Was war geschehen? Das neuentwickelte Trägersystem „Ariane 5“ Startnummer V88 hob am 04. Juni 1996 um 12:34 Uhr GMT mit 1 Stunde Verzögerung zum ersten Mal vom Weltraumbahnhof Kuorou in französisch Guayana ab. Nach ca. 40 Sekunden explodierte das System. Außer einem Sachschaden in mehrstelliger Millionenhöhe wurden die vier an Bord transportierten Sateliten zerstört – also Know-How und Entwicklungsarbeit vernichtet – aber es gab keine menschlichen Opfer zu beklagen. Der Vorfall überwarf den Plan um über 3 Jahre in die Zukunft. Ein Testflug im Oktober 1997 fand nur mit Satelitenattrapen und dem von Studenten aus über 10 Ländern entwickelten YES-Sateliten statt. Der erste kommerzielle Flug fand 3 Jahre später statt. Die vier ursprünglichen Sateliten wurden vier Jahre (!) später von russischen Systemen in die Erdumlaufbahn befördert.

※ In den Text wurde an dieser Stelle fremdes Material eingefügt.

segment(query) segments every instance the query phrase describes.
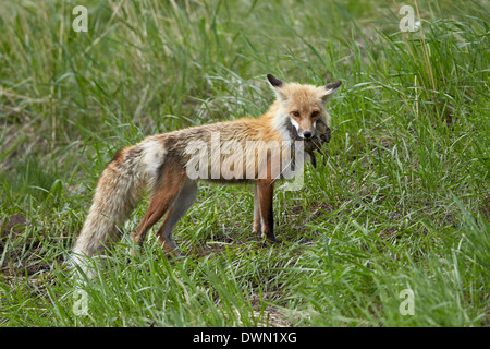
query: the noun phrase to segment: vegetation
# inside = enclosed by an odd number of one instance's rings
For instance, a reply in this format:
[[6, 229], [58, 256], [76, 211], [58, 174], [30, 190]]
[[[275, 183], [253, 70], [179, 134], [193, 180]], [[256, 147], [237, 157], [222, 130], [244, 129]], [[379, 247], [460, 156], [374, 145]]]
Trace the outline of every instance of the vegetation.
[[[403, 33], [396, 1], [83, 2], [86, 33], [78, 1], [0, 4], [0, 325], [489, 325], [486, 1], [408, 1]], [[283, 243], [252, 236], [253, 189], [204, 183], [176, 228], [187, 258], [150, 232], [75, 285], [63, 263], [114, 153], [260, 116], [267, 73], [343, 81], [323, 164], [275, 193]]]

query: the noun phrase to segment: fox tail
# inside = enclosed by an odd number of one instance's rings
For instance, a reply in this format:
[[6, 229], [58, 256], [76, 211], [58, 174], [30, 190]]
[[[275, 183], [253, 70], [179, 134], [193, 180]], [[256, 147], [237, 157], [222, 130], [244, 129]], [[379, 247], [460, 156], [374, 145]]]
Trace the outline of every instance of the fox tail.
[[71, 265], [93, 276], [87, 257], [103, 254], [121, 238], [120, 225], [128, 218], [146, 188], [155, 188], [166, 151], [160, 140], [147, 139], [119, 151], [102, 171], [91, 207], [72, 250]]

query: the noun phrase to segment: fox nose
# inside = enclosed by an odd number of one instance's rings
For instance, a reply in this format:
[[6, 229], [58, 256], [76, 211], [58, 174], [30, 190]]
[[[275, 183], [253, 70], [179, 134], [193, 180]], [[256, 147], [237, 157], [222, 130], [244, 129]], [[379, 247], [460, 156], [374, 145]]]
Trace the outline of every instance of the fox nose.
[[309, 132], [309, 131], [305, 131], [305, 132], [303, 132], [303, 136], [304, 136], [305, 139], [311, 139], [313, 133]]

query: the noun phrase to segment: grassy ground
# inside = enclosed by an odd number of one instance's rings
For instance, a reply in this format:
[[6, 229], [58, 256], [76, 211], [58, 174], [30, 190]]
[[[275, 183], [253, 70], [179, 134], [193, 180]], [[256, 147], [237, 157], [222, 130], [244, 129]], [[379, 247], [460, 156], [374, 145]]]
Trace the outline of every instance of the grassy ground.
[[[488, 3], [408, 4], [415, 33], [396, 1], [2, 1], [0, 325], [488, 326]], [[283, 244], [250, 236], [250, 188], [204, 184], [191, 257], [123, 240], [79, 296], [62, 263], [115, 151], [259, 116], [267, 73], [344, 83], [324, 165], [275, 193]]]

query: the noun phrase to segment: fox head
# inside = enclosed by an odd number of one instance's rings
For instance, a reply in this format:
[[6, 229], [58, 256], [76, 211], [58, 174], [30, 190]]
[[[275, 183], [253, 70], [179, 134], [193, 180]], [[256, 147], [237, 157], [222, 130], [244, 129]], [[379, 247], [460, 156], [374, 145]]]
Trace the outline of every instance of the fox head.
[[301, 85], [296, 83], [284, 83], [281, 80], [267, 75], [272, 89], [279, 101], [278, 122], [290, 121], [302, 139], [315, 136], [316, 122], [321, 119], [327, 125], [330, 117], [324, 109], [327, 100], [342, 84], [341, 81], [324, 85]]

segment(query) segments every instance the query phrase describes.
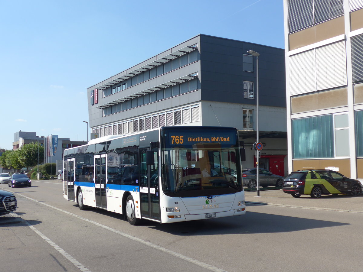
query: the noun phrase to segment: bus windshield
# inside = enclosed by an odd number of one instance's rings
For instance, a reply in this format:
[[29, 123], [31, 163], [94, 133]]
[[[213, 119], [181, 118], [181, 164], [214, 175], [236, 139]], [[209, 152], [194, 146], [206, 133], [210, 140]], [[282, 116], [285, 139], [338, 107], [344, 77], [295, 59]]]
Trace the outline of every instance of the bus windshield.
[[161, 150], [163, 190], [180, 197], [233, 193], [242, 190], [238, 149], [199, 143]]

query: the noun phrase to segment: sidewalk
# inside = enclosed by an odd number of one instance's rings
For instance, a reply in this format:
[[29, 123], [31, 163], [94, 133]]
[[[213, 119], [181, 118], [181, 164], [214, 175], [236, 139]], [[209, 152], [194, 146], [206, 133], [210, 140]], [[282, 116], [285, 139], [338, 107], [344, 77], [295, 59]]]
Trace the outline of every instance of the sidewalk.
[[247, 203], [363, 213], [362, 194], [358, 197], [347, 194], [323, 195], [318, 199], [303, 195], [296, 198], [280, 189], [260, 190], [259, 197], [257, 196], [256, 191], [245, 191], [245, 195]]

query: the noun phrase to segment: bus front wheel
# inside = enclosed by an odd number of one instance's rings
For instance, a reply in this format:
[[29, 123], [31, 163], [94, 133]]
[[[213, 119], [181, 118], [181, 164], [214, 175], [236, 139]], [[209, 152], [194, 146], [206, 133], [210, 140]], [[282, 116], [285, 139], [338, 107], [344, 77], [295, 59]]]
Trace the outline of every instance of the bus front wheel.
[[133, 226], [136, 225], [140, 221], [136, 218], [136, 208], [135, 207], [134, 199], [131, 195], [129, 195], [126, 200], [126, 217], [129, 223]]
[[78, 207], [79, 208], [79, 210], [83, 211], [86, 209], [86, 205], [83, 203], [83, 194], [81, 190], [78, 191], [77, 203], [78, 204]]

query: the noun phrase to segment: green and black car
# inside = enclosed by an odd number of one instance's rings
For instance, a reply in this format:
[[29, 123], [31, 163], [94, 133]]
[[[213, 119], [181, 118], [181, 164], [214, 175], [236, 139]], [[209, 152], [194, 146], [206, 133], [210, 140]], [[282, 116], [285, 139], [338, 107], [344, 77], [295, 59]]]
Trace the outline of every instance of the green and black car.
[[329, 170], [294, 171], [286, 177], [284, 182], [282, 191], [294, 197], [307, 194], [318, 198], [323, 194], [350, 194], [356, 197], [362, 192], [362, 184], [359, 181]]

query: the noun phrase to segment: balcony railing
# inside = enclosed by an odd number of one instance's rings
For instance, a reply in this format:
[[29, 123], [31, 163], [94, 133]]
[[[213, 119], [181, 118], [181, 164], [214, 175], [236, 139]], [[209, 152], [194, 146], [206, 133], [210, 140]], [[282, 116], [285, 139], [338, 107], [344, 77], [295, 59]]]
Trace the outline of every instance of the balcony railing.
[[253, 129], [253, 122], [248, 122], [243, 121], [243, 128], [246, 129]]

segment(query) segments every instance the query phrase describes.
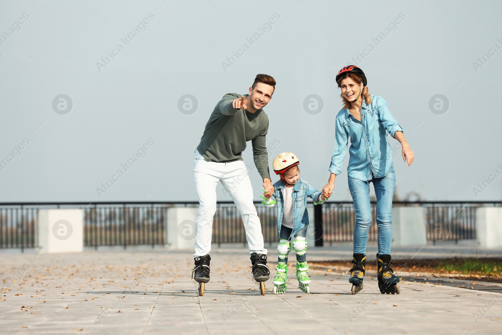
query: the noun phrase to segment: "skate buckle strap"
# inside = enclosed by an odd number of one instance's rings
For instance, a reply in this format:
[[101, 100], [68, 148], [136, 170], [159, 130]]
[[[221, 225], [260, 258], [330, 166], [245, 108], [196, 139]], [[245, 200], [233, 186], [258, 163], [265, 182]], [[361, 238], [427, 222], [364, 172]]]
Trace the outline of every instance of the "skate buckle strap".
[[197, 266], [196, 266], [195, 268], [193, 268], [193, 270], [192, 270], [192, 277], [190, 278], [191, 279], [193, 279], [193, 273], [195, 272], [196, 270], [198, 270], [199, 268], [202, 266], [205, 266], [209, 270], [211, 269], [211, 268], [210, 268], [209, 266], [206, 265], [205, 264], [200, 264], [199, 265], [197, 265]]

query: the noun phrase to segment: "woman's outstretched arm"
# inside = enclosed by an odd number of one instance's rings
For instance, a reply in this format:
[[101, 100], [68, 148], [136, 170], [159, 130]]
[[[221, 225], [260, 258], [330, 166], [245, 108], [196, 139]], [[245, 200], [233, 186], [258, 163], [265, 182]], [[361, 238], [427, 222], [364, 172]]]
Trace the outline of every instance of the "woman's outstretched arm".
[[415, 159], [415, 153], [410, 149], [410, 145], [405, 138], [405, 136], [403, 135], [403, 132], [396, 132], [394, 134], [394, 138], [401, 144], [401, 154], [403, 155], [403, 159], [405, 162], [408, 160], [408, 166], [410, 166]]

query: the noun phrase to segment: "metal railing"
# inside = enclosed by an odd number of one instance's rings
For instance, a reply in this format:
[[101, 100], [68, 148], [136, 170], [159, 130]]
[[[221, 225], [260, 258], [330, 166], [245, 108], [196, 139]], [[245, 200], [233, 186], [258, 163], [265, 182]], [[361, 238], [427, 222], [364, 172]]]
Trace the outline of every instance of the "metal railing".
[[84, 246], [164, 245], [167, 207], [100, 206], [84, 210]]
[[38, 210], [30, 205], [0, 206], [0, 249], [34, 248]]
[[[84, 215], [84, 245], [163, 245], [167, 243], [167, 217], [170, 208], [197, 206], [198, 202], [46, 202], [0, 203], [0, 249], [34, 248], [40, 210], [50, 208], [80, 208]], [[266, 243], [277, 242], [277, 208], [255, 202]], [[472, 240], [476, 238], [476, 208], [502, 206], [502, 202], [396, 202], [396, 206], [413, 206], [424, 213], [428, 241]], [[371, 203], [372, 224], [368, 241], [376, 241], [376, 204]], [[353, 240], [355, 213], [350, 201], [330, 202], [316, 206], [316, 245]], [[218, 202], [213, 224], [212, 242], [242, 243], [246, 239], [242, 218], [233, 202]]]
[[[376, 206], [371, 202], [371, 224], [368, 241], [376, 241], [378, 228], [376, 222]], [[427, 241], [437, 242], [476, 239], [476, 208], [480, 206], [502, 206], [502, 202], [394, 201], [394, 207], [414, 206], [425, 215]], [[323, 242], [353, 241], [355, 212], [352, 202], [327, 202], [322, 205]], [[317, 229], [316, 229], [317, 230]], [[322, 244], [321, 244], [322, 245]]]

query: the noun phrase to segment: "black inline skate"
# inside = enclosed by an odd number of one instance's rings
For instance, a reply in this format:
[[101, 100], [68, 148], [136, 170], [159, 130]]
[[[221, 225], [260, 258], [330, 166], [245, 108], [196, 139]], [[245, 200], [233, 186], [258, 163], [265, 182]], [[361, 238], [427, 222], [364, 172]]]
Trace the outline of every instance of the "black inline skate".
[[354, 265], [352, 269], [349, 270], [350, 277], [348, 279], [348, 282], [352, 284], [352, 294], [355, 294], [364, 286], [362, 280], [366, 272], [366, 255], [364, 254], [354, 254], [352, 264]]
[[376, 254], [378, 287], [382, 294], [399, 294], [401, 292], [401, 288], [397, 285], [399, 282], [399, 277], [394, 274], [394, 271], [391, 268], [392, 264], [390, 255]]
[[253, 279], [260, 283], [262, 295], [265, 295], [265, 282], [269, 280], [270, 270], [267, 266], [267, 255], [265, 254], [251, 254], [251, 271]]
[[199, 283], [199, 295], [204, 295], [204, 284], [209, 281], [209, 262], [211, 257], [209, 254], [203, 256], [197, 256], [194, 259], [195, 266], [192, 271], [192, 278]]

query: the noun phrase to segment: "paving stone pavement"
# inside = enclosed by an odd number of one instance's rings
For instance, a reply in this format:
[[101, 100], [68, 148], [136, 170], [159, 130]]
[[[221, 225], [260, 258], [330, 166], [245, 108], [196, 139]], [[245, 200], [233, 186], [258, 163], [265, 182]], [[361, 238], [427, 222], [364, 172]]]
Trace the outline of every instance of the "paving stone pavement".
[[[368, 277], [352, 295], [345, 271], [311, 270], [310, 295], [290, 271], [286, 293], [274, 295], [271, 280], [262, 296], [247, 250], [221, 248], [199, 297], [191, 252], [167, 251], [0, 254], [0, 333], [502, 333], [500, 293], [404, 282], [400, 295], [383, 295]], [[327, 251], [307, 255], [316, 252]]]

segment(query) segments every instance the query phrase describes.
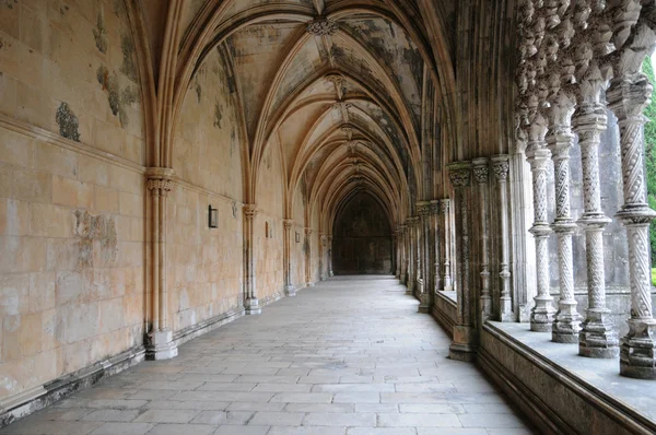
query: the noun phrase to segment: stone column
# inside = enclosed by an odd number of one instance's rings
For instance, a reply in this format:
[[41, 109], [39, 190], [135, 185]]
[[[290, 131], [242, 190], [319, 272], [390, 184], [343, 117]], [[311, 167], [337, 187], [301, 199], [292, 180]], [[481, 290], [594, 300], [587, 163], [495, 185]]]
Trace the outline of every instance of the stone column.
[[399, 249], [400, 249], [400, 256], [399, 256], [399, 263], [400, 263], [400, 271], [401, 274], [399, 277], [399, 283], [400, 284], [406, 284], [407, 280], [408, 280], [408, 259], [407, 257], [407, 246], [408, 246], [408, 226], [407, 225], [400, 225], [399, 226], [399, 232], [400, 232], [400, 239], [399, 239]]
[[483, 321], [492, 314], [492, 295], [490, 294], [490, 223], [489, 223], [489, 202], [490, 190], [488, 181], [490, 179], [490, 166], [488, 158], [476, 158], [473, 164], [473, 177], [479, 188], [479, 207], [481, 210], [480, 223], [480, 246], [481, 246], [481, 316]]
[[244, 308], [247, 315], [260, 314], [262, 308], [257, 299], [255, 285], [255, 204], [244, 205]]
[[442, 289], [442, 279], [440, 273], [441, 246], [440, 243], [440, 200], [431, 201], [431, 235], [429, 236], [429, 246], [433, 255], [433, 296], [435, 292]]
[[499, 320], [515, 321], [513, 315], [513, 298], [511, 297], [511, 267], [509, 267], [509, 228], [508, 228], [508, 168], [509, 155], [500, 154], [492, 157], [494, 177], [499, 190], [499, 212], [501, 214], [501, 271], [499, 279], [501, 283], [501, 294], [499, 303]]
[[477, 331], [471, 316], [470, 286], [470, 215], [468, 188], [471, 178], [471, 163], [460, 162], [447, 166], [448, 177], [455, 190], [454, 208], [456, 212], [456, 252], [458, 255], [457, 325], [454, 326], [454, 341], [449, 346], [449, 357], [472, 361], [476, 357]]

Hintergrund zum Trägersystem

Das Vorgänger-Trägersystem Ariane 4 wurde von 1982 bis 1988 entwickelt, d.h. die Entwicklungszeit nahm 6 Jahre (!) in Anspruch. Das System Ariane 5 wurde in 1988 zur Entwicklung freigegeben und im Jahre 1996 fertig gestellt – ein Jahr nach Plan, da der Erstflug bereits im Oktober 1995 hätte stattfinden sollen. Nur um es zu verdeutlichen: die Entwicklungszeit dieses Systems dauerte 8 Jahre! Betrachtet man diesen langen Zeitraum (in dieser Branche eine Ewigkeit) aus Sicht der Projektphasen Anforderung, Analyse, Entwicklung, Bau und Test möglicher Komponenten UND den Umstand, dass damals vermutlich das Verhältnis 50/50 oder 60/40 von Entwicklung zu Test einherging UND die Schwierigkeit dass ein einziges für dieses Großprojekt gegründete französische Unternehmen eine Vielzahl von Zulieferern organisieren musste sowie den kompletten technischen und wirtschaftlichen Part zu verantworten hatte, so werden 8 Jahre schlicht kurz. Dazu kommt, dass ein solch komplexes System nicht vollständig getestet werden kann. Es gab den Erstflug und der führte zu einem Fehlstart. Fertig.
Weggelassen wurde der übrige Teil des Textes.